Sovereign Financial Risk Advisory
While sovereign nations face a myriad of ongoing risks, we underscore the most pressing risks currently being faced by low to middle income countries.
The Challenges Today Facing Low and Middle Income Countries
Recent research from the World Bank and the IMF provides exhaustive details and analytical results of the many risk drivers facing low to middle income countries. Below is our short list of some of the key drivers of financial risk facing low to middle income countries. We limit our short list to purely economic and financial risk drivers:
Increased competition in global trade has negatively impacted the balance of payments i.e. the balance sheets of many low to middle income countries.
Increased competition for knowledge workers, otherwise known as brain drain has negatively impacted the balance of payments i.e. the balance sheets of many low to middle income countries.
Within many low to middle income countries, entire industries have become less profitable due to disruptive, innovative technologies emerging from technology communities of practice such as Silicon Valley, Silicon Wadi, Shenzhen, and many others.
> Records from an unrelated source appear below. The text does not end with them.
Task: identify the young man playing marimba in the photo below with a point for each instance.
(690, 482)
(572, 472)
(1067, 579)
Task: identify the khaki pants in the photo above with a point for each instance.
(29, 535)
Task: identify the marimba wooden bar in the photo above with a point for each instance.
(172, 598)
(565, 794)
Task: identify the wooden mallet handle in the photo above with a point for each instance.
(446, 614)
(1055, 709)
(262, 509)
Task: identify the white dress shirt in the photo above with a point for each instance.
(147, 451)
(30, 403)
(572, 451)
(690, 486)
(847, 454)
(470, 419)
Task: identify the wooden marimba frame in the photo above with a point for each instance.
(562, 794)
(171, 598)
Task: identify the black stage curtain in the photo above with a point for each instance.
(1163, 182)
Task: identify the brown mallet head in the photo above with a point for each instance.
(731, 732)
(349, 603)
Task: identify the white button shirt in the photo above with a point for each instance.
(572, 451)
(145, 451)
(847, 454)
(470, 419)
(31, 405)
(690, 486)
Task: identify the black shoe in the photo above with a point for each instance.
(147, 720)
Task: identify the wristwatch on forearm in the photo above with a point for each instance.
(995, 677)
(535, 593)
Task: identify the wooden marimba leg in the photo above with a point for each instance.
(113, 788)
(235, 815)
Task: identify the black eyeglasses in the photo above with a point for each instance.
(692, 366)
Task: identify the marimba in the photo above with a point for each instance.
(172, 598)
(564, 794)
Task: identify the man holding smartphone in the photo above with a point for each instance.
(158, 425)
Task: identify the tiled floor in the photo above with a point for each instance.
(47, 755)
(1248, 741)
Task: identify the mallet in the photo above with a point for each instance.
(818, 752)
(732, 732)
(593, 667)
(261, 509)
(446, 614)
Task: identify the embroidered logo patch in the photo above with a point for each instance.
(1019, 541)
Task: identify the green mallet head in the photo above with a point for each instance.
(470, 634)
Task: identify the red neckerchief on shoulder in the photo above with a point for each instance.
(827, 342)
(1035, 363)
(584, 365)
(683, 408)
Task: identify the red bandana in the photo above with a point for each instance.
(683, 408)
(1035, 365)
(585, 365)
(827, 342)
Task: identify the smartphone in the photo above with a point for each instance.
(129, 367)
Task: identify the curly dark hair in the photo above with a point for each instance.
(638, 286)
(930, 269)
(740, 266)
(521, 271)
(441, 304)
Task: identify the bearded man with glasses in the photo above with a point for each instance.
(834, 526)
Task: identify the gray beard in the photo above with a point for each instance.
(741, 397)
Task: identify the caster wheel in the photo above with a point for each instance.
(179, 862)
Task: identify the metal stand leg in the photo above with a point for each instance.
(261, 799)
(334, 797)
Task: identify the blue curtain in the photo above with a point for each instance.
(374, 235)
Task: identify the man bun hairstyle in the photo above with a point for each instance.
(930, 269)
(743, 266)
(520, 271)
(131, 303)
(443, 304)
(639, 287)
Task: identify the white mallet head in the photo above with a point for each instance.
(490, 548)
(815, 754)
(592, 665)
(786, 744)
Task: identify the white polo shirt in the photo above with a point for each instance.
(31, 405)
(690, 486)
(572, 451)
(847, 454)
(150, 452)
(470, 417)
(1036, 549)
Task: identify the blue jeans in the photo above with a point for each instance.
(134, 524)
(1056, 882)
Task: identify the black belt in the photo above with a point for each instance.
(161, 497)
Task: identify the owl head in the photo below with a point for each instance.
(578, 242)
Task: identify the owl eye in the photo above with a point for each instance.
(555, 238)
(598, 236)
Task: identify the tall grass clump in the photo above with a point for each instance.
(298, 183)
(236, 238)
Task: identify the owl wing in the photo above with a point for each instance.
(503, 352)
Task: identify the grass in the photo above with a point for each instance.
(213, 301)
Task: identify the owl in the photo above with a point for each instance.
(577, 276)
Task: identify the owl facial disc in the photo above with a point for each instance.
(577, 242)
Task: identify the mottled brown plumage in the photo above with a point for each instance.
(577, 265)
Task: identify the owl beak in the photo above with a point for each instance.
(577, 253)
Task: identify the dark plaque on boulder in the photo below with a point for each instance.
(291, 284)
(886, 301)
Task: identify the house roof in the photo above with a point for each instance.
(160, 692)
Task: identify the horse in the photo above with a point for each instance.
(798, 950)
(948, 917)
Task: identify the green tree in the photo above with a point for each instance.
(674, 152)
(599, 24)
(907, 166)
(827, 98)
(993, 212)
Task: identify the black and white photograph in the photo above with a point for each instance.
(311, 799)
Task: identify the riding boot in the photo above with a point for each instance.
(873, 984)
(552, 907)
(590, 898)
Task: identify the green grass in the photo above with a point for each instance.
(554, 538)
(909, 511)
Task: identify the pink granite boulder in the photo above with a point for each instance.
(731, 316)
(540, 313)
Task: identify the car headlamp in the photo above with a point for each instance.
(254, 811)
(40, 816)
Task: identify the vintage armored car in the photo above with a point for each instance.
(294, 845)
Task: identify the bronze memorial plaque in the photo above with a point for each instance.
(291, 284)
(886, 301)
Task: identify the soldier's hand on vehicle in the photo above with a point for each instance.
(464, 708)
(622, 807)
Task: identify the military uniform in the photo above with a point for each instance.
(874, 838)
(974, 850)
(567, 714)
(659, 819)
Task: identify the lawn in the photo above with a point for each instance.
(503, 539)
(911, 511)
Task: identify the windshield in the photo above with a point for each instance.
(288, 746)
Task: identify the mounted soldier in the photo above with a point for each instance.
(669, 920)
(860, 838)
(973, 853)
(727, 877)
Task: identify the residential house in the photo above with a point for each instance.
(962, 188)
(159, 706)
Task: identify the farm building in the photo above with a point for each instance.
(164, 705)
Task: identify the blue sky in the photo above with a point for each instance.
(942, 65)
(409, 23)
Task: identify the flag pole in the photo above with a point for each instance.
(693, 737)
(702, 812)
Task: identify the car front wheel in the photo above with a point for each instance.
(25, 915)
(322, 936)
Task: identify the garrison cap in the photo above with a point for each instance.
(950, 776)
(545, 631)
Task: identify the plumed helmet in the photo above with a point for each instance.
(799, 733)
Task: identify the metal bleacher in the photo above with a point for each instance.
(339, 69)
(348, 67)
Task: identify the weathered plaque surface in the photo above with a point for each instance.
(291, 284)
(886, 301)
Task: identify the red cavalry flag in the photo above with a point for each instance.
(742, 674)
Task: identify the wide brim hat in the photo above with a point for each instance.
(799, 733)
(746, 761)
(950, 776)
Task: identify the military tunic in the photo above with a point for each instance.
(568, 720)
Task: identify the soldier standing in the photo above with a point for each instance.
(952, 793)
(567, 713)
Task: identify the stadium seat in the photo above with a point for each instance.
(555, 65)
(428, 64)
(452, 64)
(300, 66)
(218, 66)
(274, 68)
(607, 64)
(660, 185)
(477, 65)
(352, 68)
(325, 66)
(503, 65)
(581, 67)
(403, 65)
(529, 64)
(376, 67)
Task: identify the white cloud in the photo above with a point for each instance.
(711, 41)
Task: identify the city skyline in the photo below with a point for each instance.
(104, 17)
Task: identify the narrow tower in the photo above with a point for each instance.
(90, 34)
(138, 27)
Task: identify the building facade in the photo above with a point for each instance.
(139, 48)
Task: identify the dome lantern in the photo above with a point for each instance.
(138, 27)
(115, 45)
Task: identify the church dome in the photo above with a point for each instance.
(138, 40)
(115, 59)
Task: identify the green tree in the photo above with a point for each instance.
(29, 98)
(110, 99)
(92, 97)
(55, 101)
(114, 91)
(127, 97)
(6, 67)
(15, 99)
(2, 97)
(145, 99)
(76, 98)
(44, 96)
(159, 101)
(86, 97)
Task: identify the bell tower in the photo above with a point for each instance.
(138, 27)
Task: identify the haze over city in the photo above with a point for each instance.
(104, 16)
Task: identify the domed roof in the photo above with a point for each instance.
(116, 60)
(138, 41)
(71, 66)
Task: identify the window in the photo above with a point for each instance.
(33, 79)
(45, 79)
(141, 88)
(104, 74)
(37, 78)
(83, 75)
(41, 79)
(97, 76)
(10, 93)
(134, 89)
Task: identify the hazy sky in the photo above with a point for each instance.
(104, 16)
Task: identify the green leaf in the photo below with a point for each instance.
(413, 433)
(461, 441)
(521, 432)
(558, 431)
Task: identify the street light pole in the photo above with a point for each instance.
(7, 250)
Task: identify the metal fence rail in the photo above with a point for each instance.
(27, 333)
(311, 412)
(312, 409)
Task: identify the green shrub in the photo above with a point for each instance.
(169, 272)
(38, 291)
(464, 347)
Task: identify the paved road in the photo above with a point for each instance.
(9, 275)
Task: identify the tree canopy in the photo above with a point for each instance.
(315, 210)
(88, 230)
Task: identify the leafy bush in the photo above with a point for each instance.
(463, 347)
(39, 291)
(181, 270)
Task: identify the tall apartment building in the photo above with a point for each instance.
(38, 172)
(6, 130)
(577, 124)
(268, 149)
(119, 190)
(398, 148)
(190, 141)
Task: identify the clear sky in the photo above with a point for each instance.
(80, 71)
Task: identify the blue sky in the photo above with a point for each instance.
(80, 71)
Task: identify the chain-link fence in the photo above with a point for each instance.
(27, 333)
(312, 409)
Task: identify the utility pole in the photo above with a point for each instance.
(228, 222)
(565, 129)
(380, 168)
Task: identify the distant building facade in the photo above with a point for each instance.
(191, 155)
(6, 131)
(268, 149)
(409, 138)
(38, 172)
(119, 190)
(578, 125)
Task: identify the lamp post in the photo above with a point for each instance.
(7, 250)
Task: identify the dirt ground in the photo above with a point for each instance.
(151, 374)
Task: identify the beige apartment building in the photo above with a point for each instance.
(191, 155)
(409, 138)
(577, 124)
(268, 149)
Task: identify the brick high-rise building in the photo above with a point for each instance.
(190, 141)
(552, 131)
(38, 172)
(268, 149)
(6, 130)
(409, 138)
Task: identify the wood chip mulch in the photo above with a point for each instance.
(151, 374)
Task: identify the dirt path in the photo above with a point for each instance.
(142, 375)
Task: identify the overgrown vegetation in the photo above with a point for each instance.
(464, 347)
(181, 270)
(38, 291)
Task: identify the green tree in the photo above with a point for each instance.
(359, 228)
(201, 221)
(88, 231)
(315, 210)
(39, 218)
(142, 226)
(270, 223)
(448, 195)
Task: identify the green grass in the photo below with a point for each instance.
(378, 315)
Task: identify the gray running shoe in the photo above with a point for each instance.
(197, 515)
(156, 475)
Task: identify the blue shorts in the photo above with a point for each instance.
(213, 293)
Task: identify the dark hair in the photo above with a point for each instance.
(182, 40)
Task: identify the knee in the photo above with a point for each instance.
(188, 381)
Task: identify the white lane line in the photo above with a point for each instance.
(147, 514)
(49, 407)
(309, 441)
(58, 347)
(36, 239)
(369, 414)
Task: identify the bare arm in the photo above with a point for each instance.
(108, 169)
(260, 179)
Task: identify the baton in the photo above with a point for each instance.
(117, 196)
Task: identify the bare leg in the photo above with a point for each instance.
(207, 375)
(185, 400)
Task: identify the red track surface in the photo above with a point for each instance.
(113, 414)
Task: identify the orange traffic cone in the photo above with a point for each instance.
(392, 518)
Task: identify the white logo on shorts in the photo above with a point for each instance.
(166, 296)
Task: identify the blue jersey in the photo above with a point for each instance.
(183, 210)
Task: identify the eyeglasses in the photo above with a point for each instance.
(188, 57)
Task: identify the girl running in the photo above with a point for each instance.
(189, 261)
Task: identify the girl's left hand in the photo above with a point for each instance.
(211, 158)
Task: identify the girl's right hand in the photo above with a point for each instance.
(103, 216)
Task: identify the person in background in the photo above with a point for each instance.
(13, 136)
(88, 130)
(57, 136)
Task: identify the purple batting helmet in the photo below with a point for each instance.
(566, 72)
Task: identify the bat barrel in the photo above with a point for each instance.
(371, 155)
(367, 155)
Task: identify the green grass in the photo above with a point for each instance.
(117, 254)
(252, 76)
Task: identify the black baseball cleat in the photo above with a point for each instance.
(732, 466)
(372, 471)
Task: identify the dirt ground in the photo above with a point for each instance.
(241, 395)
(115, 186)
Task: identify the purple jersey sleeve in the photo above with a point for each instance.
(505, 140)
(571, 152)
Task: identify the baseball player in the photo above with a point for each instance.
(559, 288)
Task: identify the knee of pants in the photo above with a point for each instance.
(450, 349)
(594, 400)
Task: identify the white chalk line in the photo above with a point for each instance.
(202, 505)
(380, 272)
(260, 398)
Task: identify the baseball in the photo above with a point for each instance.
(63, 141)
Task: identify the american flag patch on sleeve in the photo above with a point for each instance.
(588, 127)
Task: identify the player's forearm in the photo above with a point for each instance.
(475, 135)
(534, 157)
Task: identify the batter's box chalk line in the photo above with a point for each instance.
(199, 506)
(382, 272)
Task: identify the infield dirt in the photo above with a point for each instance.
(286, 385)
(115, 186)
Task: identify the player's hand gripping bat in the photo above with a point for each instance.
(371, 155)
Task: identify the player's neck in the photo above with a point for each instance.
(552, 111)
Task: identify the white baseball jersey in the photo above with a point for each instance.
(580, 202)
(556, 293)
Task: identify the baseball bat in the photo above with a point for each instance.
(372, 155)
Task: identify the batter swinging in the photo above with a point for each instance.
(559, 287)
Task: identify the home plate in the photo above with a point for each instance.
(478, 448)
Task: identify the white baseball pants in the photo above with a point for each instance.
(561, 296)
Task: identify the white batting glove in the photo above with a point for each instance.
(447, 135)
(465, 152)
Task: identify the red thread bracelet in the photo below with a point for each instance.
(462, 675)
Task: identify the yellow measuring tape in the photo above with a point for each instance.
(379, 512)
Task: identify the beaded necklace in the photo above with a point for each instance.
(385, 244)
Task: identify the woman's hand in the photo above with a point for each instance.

Low and middle income countries are experiencing increased exposure to natural disasters due to climate change and growing concentration of population and assets in risky areas. This increased exposure is driving up economic costs in developing countries.
Our Problem Solving Approach
At SFM, we encourage a market-based approach to many of the economic challenges facing low to middle income countries today. Every country has something to offer. If not a comparative advantage, then every country has its own brand culture, asset base, or distinctive capabilities. The goal then is to optimize these in such a way that they improve a sovereign’s economic balance sheet. Our advisory team has many tools that it can leverage to help low to middle income countries strengthen their economic balance sheets. Here we offer the solution we use to help low and middle income countries strengthen their balance sheets, and that is catastrophe risk financing.
The World Bank recommends that low and middle income countries implement disaster risk management (DRM) programs. As an integral part of each country’s DRM, the World Bank recommending that each country adopt a country catastrophe risk financing framework based on three pillars:
Assessment of the government’s contingent liability
Risk transfer to competitive insurance markets
Financing of sovereign risk.
How what we do benefits you
At SFM, we use these recommendations proffered by the World Bank as a foundation on which to implement market-based solutions for low and middle income countries. These market-based solutions are designed to:
Help low and middle income countries become economically self-sufficient and no longer dependent on external funding when it comes to natural disasters.
Improve a country’s emergency preparedness through greatly enhanced risk management processes and systems.
Lower economic costs as foreign investors and lenders will lower their required rates of return and cost of capital because of the perceived lower economic risks.
Provide low and middle income countries with excess capital reserves and surplus that can be used for both greenfield and brownfield infrastructure projects.